The research is currently being crowdfunded by Invest in ME Research to enable it to proceed without doubt or delay over grant applications. Two opportunities to help this weekend are:

1. anyone willing and able can have their donation of £5 or more matched by the Big Give Christmas Challenge Project for two more 4th year medical students to be directly involved in the Invest in ME Research Projects. The donation link is here - https://secure.thebiggive.org.uk/donation/to/6239/24084 & info here - https://secure.thebiggive.org.uk/projects/view/24084

2. and / or vote for the charity to win £300 in this week's People's Choice Award in the Galaxy Hot Chocolate Fund - an email address is required and you're sent an email to confirm your vote - https://www.galaxyhotchocolate.com/fund/profiles/invest-in-me

This paper is the initial study in the B-cell research prerequisite to a UK trial of rituximab, and meanwhile adding value to the Phase III Norwegian trial. Ways to donate to this research are listed here - http://www.ukrituximabtrial.org/IIMEUKRT Donate.htm

Crowfunding for the Invest in ME Research Strategy was started by people with severe ME (in 2011 for foundation study on leaky gut) launching the Let's Do It for ME campaign. We have also lobbied for more public-funded biomedical research, but got on with raising the funds ourselves for specific research, as the need is urgent and given that careful science takes long enough as it is. Various ways to join in are at http://ldifme.org/
 

Gemini

Senior Member
Messages
1,176
Location
East Coast USA
One thing not mentioned in the abstract (maybe because it's not as interesting?)

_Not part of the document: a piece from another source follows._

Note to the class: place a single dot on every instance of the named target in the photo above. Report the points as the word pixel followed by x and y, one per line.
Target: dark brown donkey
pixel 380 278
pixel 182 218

@A.B. thanks for posting this interesting quote from the paper:

"In this study we did find that serum total IgG levels were elevated in some patients, as is often associated with autoimmunity (53,55) but this has not been reported in other cohorts."

Dr. Lipkin remarked a while ago the one consistent finding in his ME/CFS studies was polyclonal hypergammaglobulemia which involves elevated IgG levels. I don't have access to this paper, is it referring to the same thing do you know by any chance?

Polyclonal hypergammaglobulemia has been associated with infectious disease and known to resolve after successful antiviral treatment for example in HIV/AIDS.